Title: Unsupervised Learning Approach to Attention-Path Planning for Large-scale Environment Classification
Authors: Lee, Hosun
Jeong, Sungmoon
Chong, Nak Young
Keywords: unsupervised learning
attention-path planning
submodular optimization
environment classification
Issue Date: 2014-09
Publisher: Institute of Electrical and Electronics Engineers (IEEE)
Magazine name: 2014 IEEE/RSJ International Conference on Intelligent Robots and Systems (IROS 2014)
Start page: 1447
End page: 1452
DOI: 10.1109/IROS.2014.6942747
Abstract: An unsupervised attention-path planning algorithm is proposed and applied to large unknown area classification with small field-of-view cameras. Attention-path planning is formulated as the sequential feature selection problem that greedily finds a sequence of attentions to obtain more informative observations, yielding faster training and higher accuracies. In order to find the near-optimal attention-path, adaptive submodular optimization is employed, where the objective function for the internal belief is adaptive submodular and adaptive monotone. First, the amount of information of attention areas is modeled as the dissimilarity variance among the environment data set. With this model, the information gain function is defined as a function of variance reduction that has been shown to be submodular and monotone in many cases. Furthermore, adapting to increasing numbers of observations, each information gain for attention areas is iteratively updated by discarding the non-informative prior knowledge, enabling to maximize the expected information gain. The effectiveness of the proposed algorithm is verified through experiments that can significantly enhance the environment classification accuracy, with reduced number of limited field of view observations.
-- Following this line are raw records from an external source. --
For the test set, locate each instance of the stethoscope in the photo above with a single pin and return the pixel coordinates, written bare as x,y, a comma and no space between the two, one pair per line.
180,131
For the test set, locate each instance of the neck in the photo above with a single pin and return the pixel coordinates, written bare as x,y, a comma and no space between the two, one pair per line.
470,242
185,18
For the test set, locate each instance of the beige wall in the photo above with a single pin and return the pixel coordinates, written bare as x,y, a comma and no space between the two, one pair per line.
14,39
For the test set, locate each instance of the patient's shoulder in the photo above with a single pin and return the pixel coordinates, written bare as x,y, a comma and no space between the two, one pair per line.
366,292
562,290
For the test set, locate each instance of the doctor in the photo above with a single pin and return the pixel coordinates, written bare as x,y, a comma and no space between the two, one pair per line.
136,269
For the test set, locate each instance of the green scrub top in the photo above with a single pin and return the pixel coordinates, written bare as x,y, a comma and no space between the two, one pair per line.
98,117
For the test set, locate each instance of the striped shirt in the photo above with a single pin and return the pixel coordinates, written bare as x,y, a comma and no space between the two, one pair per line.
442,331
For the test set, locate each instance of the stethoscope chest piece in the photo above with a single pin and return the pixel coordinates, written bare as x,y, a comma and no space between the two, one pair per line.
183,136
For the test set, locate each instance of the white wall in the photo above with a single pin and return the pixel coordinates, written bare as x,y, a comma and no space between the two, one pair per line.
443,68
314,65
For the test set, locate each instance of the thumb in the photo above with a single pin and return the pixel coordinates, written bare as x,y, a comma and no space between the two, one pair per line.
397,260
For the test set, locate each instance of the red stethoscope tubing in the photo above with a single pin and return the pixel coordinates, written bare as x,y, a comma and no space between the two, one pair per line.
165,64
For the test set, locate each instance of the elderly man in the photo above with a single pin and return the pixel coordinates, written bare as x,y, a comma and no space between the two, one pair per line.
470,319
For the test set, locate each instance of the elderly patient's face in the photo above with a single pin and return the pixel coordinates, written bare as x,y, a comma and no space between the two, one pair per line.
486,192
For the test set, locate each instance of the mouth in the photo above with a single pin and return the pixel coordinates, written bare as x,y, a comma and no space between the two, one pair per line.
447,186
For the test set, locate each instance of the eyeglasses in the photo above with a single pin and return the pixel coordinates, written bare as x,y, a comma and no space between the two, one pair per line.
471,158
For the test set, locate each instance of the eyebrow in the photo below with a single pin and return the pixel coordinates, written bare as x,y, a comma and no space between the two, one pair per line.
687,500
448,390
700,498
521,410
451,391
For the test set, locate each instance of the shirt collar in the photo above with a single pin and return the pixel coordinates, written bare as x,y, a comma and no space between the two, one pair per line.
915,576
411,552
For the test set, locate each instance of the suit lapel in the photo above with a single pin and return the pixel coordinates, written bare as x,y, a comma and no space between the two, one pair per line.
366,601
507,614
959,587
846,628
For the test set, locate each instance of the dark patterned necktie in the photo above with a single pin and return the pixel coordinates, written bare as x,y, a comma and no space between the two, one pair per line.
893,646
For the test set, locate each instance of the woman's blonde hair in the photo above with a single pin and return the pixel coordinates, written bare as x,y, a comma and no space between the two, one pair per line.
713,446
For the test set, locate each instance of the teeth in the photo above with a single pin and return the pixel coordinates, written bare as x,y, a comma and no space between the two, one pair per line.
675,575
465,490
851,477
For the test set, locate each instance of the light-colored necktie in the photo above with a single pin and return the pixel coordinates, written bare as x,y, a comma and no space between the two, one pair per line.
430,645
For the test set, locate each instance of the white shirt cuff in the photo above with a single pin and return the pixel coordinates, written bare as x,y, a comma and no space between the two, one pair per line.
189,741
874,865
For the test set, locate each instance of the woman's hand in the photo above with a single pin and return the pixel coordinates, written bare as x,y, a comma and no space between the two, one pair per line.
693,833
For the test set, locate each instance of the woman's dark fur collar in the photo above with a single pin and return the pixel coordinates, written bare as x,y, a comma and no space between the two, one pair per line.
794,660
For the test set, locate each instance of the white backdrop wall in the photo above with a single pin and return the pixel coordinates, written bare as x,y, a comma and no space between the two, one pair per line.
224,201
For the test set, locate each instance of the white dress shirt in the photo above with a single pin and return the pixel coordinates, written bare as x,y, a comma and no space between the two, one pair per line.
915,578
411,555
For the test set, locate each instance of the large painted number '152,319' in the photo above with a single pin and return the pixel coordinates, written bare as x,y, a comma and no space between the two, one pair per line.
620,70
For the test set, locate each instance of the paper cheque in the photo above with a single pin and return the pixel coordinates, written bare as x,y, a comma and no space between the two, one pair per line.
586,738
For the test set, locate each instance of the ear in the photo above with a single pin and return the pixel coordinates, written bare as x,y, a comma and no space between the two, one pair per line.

Rights: This is the author's version of the work. Copyright (C) 2014 IEEE. 2014 IEEE/RSJ International Conference on Intelligent Robots and Systems (IROS 2014), 2014, 1447-1452. Personal use of this material is permitted. Permission from IEEE must be obtained for all other uses, in any current or future media, including reprinting/republishing this material for advertising or promotional purposes, creating new collective works, for resale or redistribution to servers or lists, or reuse of any copyrighted component of this work in other works.
URI: http://hdl.handle.net/10119/12346
Material Type: author
Appears in Collections:b11-1. 会議発表論文・発表資料 (Conference Papers)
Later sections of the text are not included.